Americanos da SRAM investem 57 milhões em nova fábrica em Coimbra
Segunda fábrica em Coimbra, para a produção de componentes para bicicletas, conta com um apoio de 16,9 milhões do Estado português.
A multinacional norte-americana SRAMPORT vai investir 57,5 milhões de euros na criação de uma nova fábrica em Coimbra, para a produção de componentes para bicicletas, com um apoio de 16,9 milhões do Estado, avançou ao ECO fonte oficial do Ministério da Economia. O investimento prevê a criação de 527 novos postos de trabalho.
“O contrato de investimento assinado esta sexta-feira, 29 de maio, entre a AICEP, em representação do Estado Português, e a empresa SRAMPORT refere-se ao projeto que visa a criação de uma nova unidade industrial, em Coimbra, para a produção de um conjunto alargado de componentes para bicicletas”, explicou a mesma fonte ao ECO.
“O apoio financeiro do Estado português ao projeto no âmbito deste Contrato de Investimento ascende a cerca de 16,9 milhões de euros, sendo atribuído pela AICEP ao abrigo do Regime Contratual de Investimento e financiado por fundos nacionais”, acrescentou a mesma fonte.
Este regime de incentivos visa apoiar os investimentos em setores estratégicos, ao abrigo do Quadro Temporário de Crise e Transição, com um orçamento estimado de mil milhões de euros, suportado pelo Orçamento do Estado, receitas próprias da AICEP e saldos de receitas próprias dos organismos da área governativa da economia, “exceto os provenientes de saldos de reembolsos de beneficiários de fundos europeus, bem como em fundos europeus, em função da sua elegibilidade e da natureza dos investimentos”.

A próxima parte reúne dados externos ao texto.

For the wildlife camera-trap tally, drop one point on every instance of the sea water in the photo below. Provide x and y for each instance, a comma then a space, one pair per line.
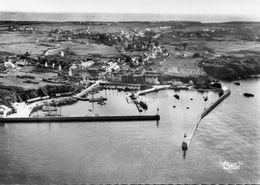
225, 147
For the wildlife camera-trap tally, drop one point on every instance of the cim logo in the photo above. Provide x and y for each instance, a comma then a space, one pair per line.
231, 166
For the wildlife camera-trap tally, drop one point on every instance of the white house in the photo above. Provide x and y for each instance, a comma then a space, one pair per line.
4, 110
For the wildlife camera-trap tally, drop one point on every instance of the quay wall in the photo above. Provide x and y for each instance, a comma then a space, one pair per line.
204, 113
80, 119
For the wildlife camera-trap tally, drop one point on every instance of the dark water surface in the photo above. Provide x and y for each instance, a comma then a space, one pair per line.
139, 152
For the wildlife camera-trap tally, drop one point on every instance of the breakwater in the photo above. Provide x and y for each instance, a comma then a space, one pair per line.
204, 113
80, 119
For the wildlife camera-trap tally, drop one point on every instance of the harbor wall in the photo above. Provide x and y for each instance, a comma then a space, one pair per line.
80, 119
204, 113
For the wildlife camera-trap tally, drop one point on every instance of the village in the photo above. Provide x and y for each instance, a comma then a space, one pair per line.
59, 60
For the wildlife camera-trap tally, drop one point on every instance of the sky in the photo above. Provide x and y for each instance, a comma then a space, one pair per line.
227, 7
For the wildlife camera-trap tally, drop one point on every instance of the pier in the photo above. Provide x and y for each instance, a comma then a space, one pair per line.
154, 89
87, 90
84, 119
203, 114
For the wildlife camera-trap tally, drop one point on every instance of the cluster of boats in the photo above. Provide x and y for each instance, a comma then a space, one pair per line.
121, 88
139, 104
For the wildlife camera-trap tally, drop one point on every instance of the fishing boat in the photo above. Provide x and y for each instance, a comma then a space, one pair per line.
97, 99
176, 96
248, 95
143, 105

A multinacional norte-americana pretende com esta fábrica “replicar o cluster de empresas, concentrando em Coimbra toda a produção de todos os componentes de bicicletas, exceto os quadros”, lê-se na ata da Câmara Municipal de Coimbra de 10 de abril. Nessa mesma minuta é sublinhado que a fábrica já está licenciada.
A opção dos americanos foi deslocalizar parte da produção que tinham em Taiwan para Coimbra. Aliás, na reunião de Câmara já referida, o vereador José Manuel Silva referiu que “Coimbra está a beneficiar da instabilidade existente, atualmente, no Oriente com as tensões entre a China e Taiwan”.
O vereador disse ainda que “é necessário aproveitar todas as oportunidades para atrair investimento para o concelho, beneficiando da diversificação do investimento da empresa ‘mãe'”.
“O grande pólo da empresa é em Singapura e que têm várias fábricas espalhadas pelo interior da China que produzem diferentes componentes, tendo inclusivamente toda uma rede de empresas subcontratadas, mas agora o objetivo é, em Coimbra, controlar toda a cadeia, produzindo todos os componentes, exceto os quadros”, lê-se na mesma ata.
Este investimento vai beneficiar da suspensão do PDM de Coimbra, porque a empresa colocou em risco o investimento dados os elevados custos que estavam a ser exigidos em termos de parque de estacionamento. A presidente de câmara Ana Abrunhosa, na mesma reunião revelou que “a empresa alterou o projeto porque tinham grandes problemas com o parque de estacionamento que lhes estava a exigir de investimento o mesmo que um piso industrial por causa das regras “castradoras” do PDM de Coimbra”.
“A Câmara Municipal, no primeiro licenciamento, obrigava” a SRAMPORT a “fazer toda uma avenida e uma rotunda”, por isso a decisão de Ana Abrunhosa foi “que este será um dos primeiros investidores que irá beneficiar da suspensão do PDM”.
Durante a manhã desta sexta-feira, decorreu um Encontro de Fornecedores – “SRAM Portugal Supplier Conference” – que tinha prevista a participação de 250 participantes (os principais fornecedores internacionais envolvidos na instalação da nova fábrica da SRAM em Coimbra) e que por isso contou com uma “redução excecional de 20% de isenção do pagamento de 5.141,20 euros (acrescido de IVA)”.
A SRAM está envolvida numa agenda mobilizadora – a AM2R-Agenda Mobilizadora para a Inovação Empresarial no Setor das Duas Rodas.